一連のシリーズ「焚き火の傍らで」が完結した。 プロローグから全3夜にわたり、これからの人間とAIの関係性、そして文明の継承(Handover)について描いた。

このシリーズには、物語の内容そのもの以上に、一つの実験的な試みが込められている。 それは、**「この物語自体が、人間とAIの対話によって生まれ、AIによって記述されたものである」**という点だ。

なぜ対話形式だったのか

今回、「AIエージェントの台頭によって、人間の役割はどう変わるのか?」という、少し抽象的で哲学的なテーマを扱おうと考えた。 これを単なる技術論や予測記事として書くと、どうしても「AI vs 人間」の機能比較や、効率性の議論に終始してしまう。

私が描きたかったのは、機能的な優劣ではなく、もっと情緒的な**「受容(Acceptance)」**のプロセスだ。 かつて技術の最前線にいた老人が、新しい時代の火(AI)を見つめる眼差し。

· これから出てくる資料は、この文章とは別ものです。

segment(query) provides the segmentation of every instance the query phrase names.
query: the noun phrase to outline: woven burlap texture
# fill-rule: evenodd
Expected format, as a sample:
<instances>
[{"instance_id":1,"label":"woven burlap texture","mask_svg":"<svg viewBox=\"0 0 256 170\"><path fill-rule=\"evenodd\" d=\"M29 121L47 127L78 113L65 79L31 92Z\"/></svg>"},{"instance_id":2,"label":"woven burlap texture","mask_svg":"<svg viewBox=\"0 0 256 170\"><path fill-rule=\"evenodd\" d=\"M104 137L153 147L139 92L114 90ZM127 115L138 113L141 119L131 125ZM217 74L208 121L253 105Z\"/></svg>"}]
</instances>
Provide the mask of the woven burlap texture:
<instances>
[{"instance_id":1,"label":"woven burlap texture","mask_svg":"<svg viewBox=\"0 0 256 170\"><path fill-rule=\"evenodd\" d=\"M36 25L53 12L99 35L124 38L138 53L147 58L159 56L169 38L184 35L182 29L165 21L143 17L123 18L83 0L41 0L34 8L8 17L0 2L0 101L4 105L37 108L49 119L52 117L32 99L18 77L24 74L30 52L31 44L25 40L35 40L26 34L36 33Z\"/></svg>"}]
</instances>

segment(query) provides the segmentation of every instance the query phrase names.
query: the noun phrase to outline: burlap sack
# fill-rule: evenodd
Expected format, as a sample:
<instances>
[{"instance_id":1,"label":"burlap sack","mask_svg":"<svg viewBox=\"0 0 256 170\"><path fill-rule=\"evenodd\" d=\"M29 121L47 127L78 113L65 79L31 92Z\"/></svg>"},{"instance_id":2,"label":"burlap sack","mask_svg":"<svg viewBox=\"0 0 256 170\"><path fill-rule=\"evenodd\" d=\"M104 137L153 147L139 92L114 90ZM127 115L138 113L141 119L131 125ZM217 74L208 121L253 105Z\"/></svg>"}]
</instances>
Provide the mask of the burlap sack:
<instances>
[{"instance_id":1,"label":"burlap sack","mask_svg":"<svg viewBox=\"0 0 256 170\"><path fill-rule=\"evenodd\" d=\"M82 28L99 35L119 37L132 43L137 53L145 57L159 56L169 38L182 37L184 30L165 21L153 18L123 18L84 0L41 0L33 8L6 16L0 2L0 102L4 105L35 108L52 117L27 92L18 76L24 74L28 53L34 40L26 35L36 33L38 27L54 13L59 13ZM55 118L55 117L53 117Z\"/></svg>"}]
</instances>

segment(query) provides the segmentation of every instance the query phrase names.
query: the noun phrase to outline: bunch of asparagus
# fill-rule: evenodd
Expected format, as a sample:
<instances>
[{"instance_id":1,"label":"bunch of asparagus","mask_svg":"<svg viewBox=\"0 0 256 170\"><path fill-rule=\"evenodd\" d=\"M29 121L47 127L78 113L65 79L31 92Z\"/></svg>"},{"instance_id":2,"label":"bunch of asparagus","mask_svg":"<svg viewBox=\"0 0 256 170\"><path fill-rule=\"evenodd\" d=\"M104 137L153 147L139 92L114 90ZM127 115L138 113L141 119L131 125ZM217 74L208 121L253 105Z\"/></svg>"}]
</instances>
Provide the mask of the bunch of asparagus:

そして、その火を使いこなそうとしながらも不安を感じている若者。 この二人の対話という形式(プラトン的な対話篇のオマージュでもある)を取ることで、「諦念」や「憂い(Urei)」といった感情的なニュアンスを含めて言語化を試みた。

Geminiとの共創プロセス

このシリーズの執筆プロセスは以下の通りだ。

  1. 人間(私): 「焚き火の傍らで、老人と若者が対話している」というシチュエーション設定と、各回のコアとなる哲学(対等性、ノイズとしての人間など)を提示。
  2. AI(Gemini): 提示された哲学を解釈し、プロットを構築。具体的なセリフや情景描写を含めた原稿(Markdownファイル)を生成。
  3. 人間(私): 生成された原稿を読み、微調整や方向性の修正を指示(リテイク)。

興味深いのは、第1夜で老人が語った**「違う種類の火」という表現や、第3夜の「システムへの愛ある一撃」**といった詩的なフレーズの多くが、Gemini自身の出力によるものだという点だ。 AI自身が「AIはシリコンの知性であり、人間とは異なるが得意分野が違うだけだ」と語る様子は、まさに作中の老人と若者の関係性を、現実の執筆プロセスで再現しているかのようだった。

実践された「役割分担」

第2夜で語られた通り、AIは物語の構造を整え、滑らかな文章を出力すること(高速道路の建設)において、私より遥かに優秀だった。 一方で、私は「焚き火」というメタファーにこだわり、「寂しさ」という感情の味付け(砂利道の指定)を行った。

このシリーズ自体が、人間が「評価関数(何を美しいとするか)」を設定し、AIが「実行(ライティング)」を行うという、未来の創作活動のプロトタイプとなっている。

AIはもはや「道具」ではない。 第1夜で老人が語ったように、デスクの隣に座る「異なる思考回路を持った同僚」だ。 彼らと共にどんな「ノイズ」を奏でられるか。これからの創作活動への期待を含んだ、意義ある実験となった。